Metadata-Version: 2.4
Name: income_predict_d100_d400
Version: 0.1.1
Summary: My installable package for income prediction
License: MIT
Requires-Python: >=3.9
Description-Content-Type: text/markdown
Requires-Dist: ucimlrepo>=0.0.1
Requires-Dist: numpy>=1.26
Requires-Dist: pandas>=2.2
Requires-Dist: pyarrow>=19.0
Requires-Dist: matplotlib>=3.10
Requires-Dist: seaborn>=0.13
Requires-Dist: scikit-learn>=1.6
Requires-Dist: lightgbm>=4.0
Requires-Dist: scipy>=1.0
Requires-Dist: joblib>=1.0
Provides-Extra: dev
Requires-Dist: jupyter>=1.0; extra == "dev"
Requires-Dist: polars>=1.30; extra == "dev"
Requires-Dist: pre-commit>=3.4; extra == "dev"

# d100_d400_income_predict

## Overview

This repository provides a reproducible Docker environment pre-configured with everything needed to run the GLM and LGBM models for predicting high income basaed on the 1994 US census dataset.

The main analysis can be found at: `src/notebooks/final_report.ipynb`

There is are other sub-analysis files, they are:
- `src/tests/benchmark_pandas_polars.py` script that highlights the performance differences between Polars and Pandas on loading and cleaning the dataset.
- `src/notebooks/eda_cleaning.ipynb` exploratory data analysis.

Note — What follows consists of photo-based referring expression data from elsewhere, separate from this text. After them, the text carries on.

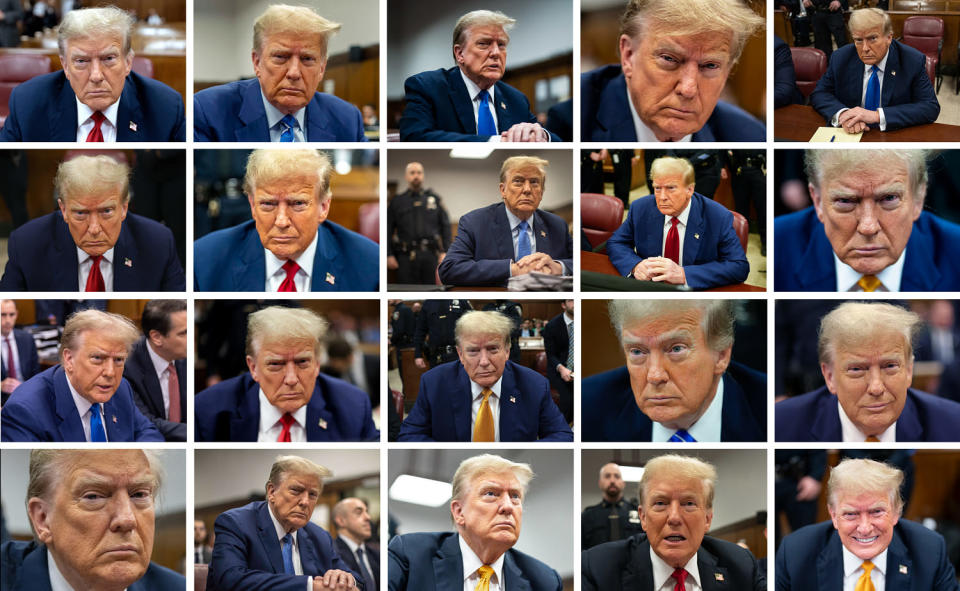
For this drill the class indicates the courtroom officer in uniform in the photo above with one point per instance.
(614, 518)
(422, 231)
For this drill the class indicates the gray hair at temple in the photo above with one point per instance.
(278, 324)
(827, 164)
(96, 23)
(853, 477)
(678, 18)
(717, 318)
(854, 323)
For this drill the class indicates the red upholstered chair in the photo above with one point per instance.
(600, 216)
(925, 34)
(810, 64)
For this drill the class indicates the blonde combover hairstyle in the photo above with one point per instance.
(118, 328)
(853, 477)
(680, 466)
(91, 175)
(854, 323)
(679, 18)
(297, 20)
(90, 23)
(278, 324)
(267, 166)
(717, 320)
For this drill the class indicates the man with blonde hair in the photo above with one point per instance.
(866, 544)
(289, 55)
(484, 396)
(91, 243)
(675, 57)
(289, 245)
(866, 357)
(875, 82)
(511, 238)
(487, 509)
(97, 97)
(677, 236)
(84, 397)
(469, 102)
(284, 397)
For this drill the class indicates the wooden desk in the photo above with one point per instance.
(798, 123)
(600, 263)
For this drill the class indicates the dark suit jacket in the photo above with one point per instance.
(605, 114)
(610, 411)
(812, 558)
(442, 410)
(232, 259)
(246, 553)
(43, 257)
(804, 260)
(350, 559)
(483, 248)
(234, 113)
(906, 97)
(432, 561)
(24, 568)
(42, 409)
(712, 255)
(439, 109)
(625, 565)
(148, 396)
(813, 417)
(230, 411)
(44, 109)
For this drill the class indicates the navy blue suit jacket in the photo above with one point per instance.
(605, 114)
(44, 109)
(234, 113)
(906, 97)
(246, 553)
(483, 248)
(230, 411)
(812, 558)
(432, 561)
(42, 409)
(804, 260)
(232, 259)
(24, 568)
(813, 417)
(625, 565)
(439, 109)
(712, 255)
(43, 257)
(610, 411)
(442, 410)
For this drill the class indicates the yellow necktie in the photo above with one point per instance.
(864, 583)
(869, 283)
(485, 572)
(483, 431)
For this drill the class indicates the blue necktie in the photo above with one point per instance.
(485, 124)
(872, 101)
(286, 548)
(523, 241)
(97, 432)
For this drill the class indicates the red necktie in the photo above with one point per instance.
(173, 389)
(287, 421)
(291, 267)
(672, 249)
(96, 135)
(95, 279)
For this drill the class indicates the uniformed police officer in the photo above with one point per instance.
(434, 340)
(614, 518)
(422, 230)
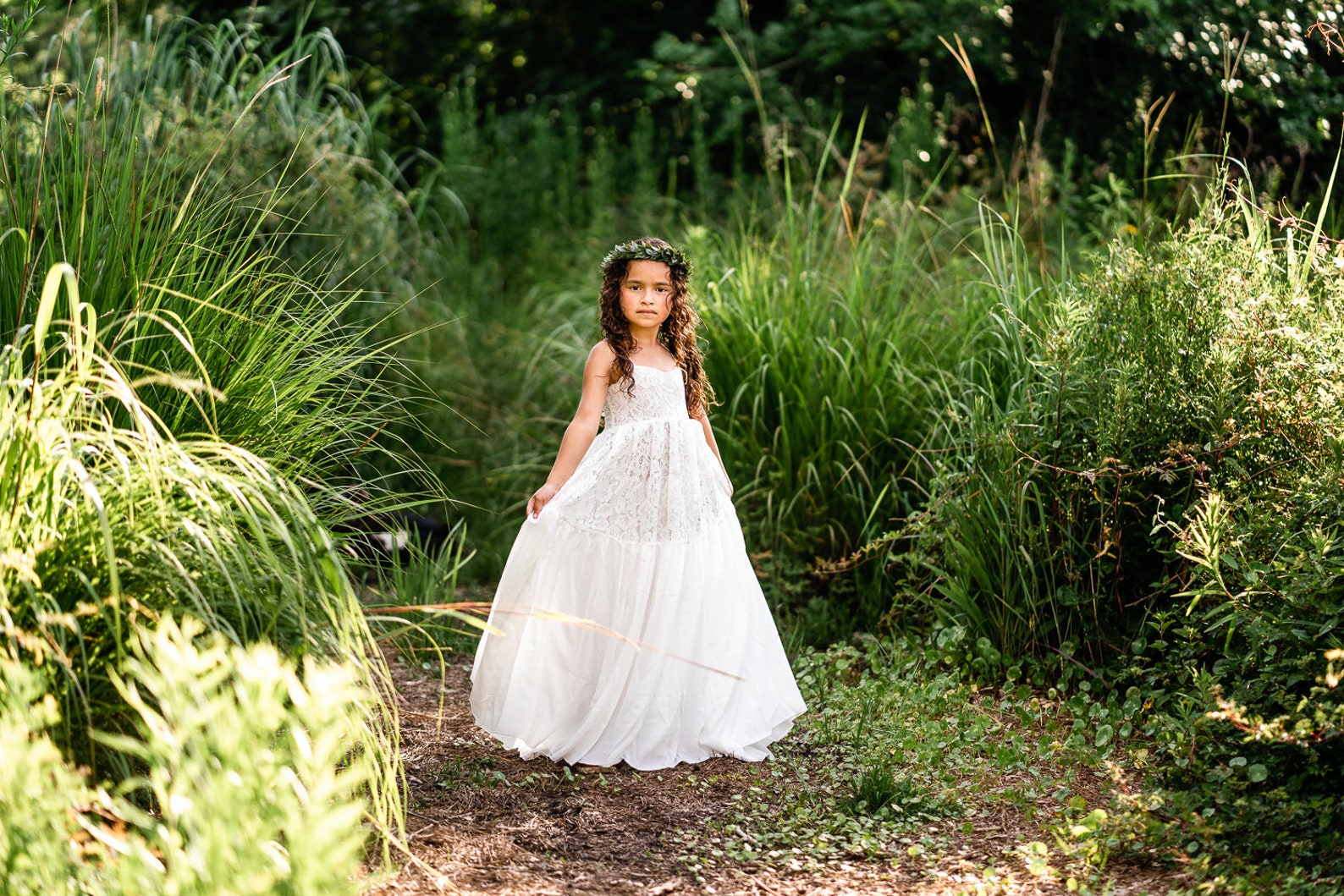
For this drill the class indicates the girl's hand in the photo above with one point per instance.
(541, 498)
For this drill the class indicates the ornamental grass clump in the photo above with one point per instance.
(196, 178)
(253, 777)
(107, 523)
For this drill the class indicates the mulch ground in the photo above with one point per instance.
(610, 832)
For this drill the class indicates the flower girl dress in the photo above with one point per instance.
(628, 622)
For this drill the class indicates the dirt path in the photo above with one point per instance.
(482, 821)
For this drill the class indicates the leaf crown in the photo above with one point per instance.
(652, 250)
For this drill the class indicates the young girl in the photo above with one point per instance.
(631, 624)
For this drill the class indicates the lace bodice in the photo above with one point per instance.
(658, 395)
(649, 477)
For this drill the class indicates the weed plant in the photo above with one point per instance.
(411, 605)
(107, 521)
(1152, 497)
(176, 175)
(256, 772)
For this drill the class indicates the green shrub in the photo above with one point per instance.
(39, 793)
(253, 777)
(107, 521)
(194, 178)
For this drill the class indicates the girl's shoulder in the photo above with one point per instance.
(601, 358)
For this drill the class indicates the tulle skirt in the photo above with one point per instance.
(651, 651)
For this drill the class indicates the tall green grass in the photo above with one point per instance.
(180, 421)
(107, 523)
(179, 173)
(254, 770)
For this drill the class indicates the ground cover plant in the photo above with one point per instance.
(212, 697)
(1083, 495)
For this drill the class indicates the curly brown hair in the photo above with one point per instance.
(676, 333)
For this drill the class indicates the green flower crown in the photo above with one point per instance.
(644, 250)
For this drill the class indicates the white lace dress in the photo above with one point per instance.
(631, 624)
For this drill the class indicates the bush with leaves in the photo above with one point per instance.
(254, 777)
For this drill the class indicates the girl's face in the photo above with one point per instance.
(647, 294)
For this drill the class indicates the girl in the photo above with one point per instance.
(629, 622)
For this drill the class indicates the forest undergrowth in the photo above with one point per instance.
(1042, 477)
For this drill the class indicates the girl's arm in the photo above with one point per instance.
(582, 429)
(714, 446)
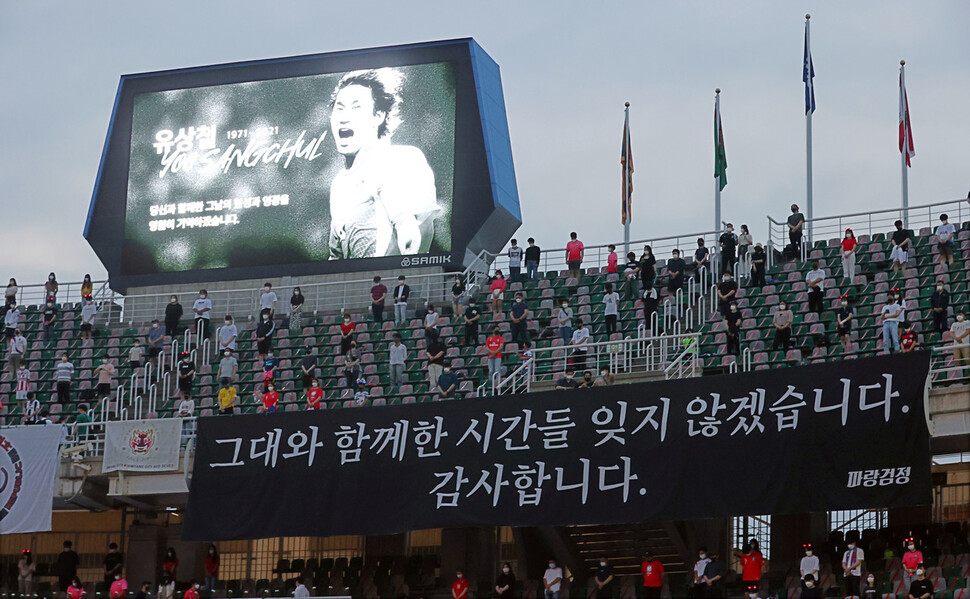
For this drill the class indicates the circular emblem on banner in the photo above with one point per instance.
(11, 476)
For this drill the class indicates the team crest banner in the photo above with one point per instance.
(840, 435)
(142, 445)
(28, 471)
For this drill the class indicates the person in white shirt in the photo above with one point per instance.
(809, 563)
(267, 300)
(945, 234)
(552, 580)
(228, 334)
(88, 312)
(612, 302)
(816, 287)
(201, 309)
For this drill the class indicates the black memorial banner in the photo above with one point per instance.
(840, 435)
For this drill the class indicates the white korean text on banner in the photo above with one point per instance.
(142, 445)
(840, 435)
(28, 469)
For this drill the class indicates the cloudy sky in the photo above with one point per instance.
(567, 69)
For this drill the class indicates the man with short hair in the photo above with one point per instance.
(378, 293)
(575, 251)
(532, 255)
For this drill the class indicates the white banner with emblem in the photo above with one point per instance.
(142, 445)
(28, 469)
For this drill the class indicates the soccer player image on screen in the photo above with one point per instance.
(383, 202)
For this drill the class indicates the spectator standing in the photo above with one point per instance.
(900, 247)
(552, 578)
(945, 234)
(314, 396)
(378, 295)
(782, 320)
(202, 309)
(675, 273)
(352, 366)
(398, 354)
(497, 291)
(732, 320)
(520, 320)
(611, 301)
(211, 568)
(575, 251)
(891, 314)
(759, 260)
(267, 300)
(728, 244)
(296, 310)
(752, 563)
(604, 579)
(843, 323)
(494, 345)
(849, 248)
(435, 353)
(580, 342)
(50, 320)
(940, 302)
(472, 317)
(565, 317)
(816, 288)
(505, 583)
(228, 334)
(458, 297)
(173, 314)
(852, 561)
(653, 571)
(401, 293)
(515, 261)
(88, 313)
(960, 331)
(631, 273)
(796, 225)
(727, 291)
(347, 328)
(264, 336)
(611, 260)
(532, 256)
(648, 267)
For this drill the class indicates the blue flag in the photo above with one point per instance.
(808, 74)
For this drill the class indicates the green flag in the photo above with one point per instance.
(720, 157)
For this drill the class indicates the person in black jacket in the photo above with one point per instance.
(173, 314)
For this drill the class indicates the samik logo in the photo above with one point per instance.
(11, 476)
(425, 260)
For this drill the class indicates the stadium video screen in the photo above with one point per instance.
(328, 167)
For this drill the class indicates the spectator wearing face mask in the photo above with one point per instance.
(852, 561)
(552, 579)
(173, 314)
(912, 560)
(505, 583)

Lots more charts and info on how and why certain decisions were made in building the models.

## Installation

There are two ways to install and run:
    - Directly from PyPI as a package (easiest)
    - Docker container (most robust, recommended for development)

### Install and Run - Method 1, PyPI

#### 1. Install the package

`pip install income_predict_d100_d400`

#### 2. Run the Pipeline

`python -m income_predict_d100_d400.training_pipeline`

or create a your own file and import income_predict_d100_d400:
```
from income_predict_d100_d400.data import run_data_fetch_pipeline
from income_predict_d100_d400.cleaning import run_cleaning_pipeline
from income_predict_d100_d400.evaluation import run_evaluation
from income_predict_d100_d400.model_training import (
    TARGET,
    load_training_outputs,
    run_split,
    run_training,
)

print("Starting Pipeline...")

file_path = run_data_fetch_pipeline()
df_raw = pd.read_parquet(file_path)
run_cleaning_pipeline(df_raw)
run_split()
run_training()

results = load_training_outputs()

run_evaluation(
    results["test"],
    TARGET,
    results["glm_model"],
    results["lgbm_model"],
    results["train_X"],
)

print("Pipeline finished.")
```

### Install and Run - Method 2, Docker

#### 1. Download and install Docker Desktop (if you don't have it already)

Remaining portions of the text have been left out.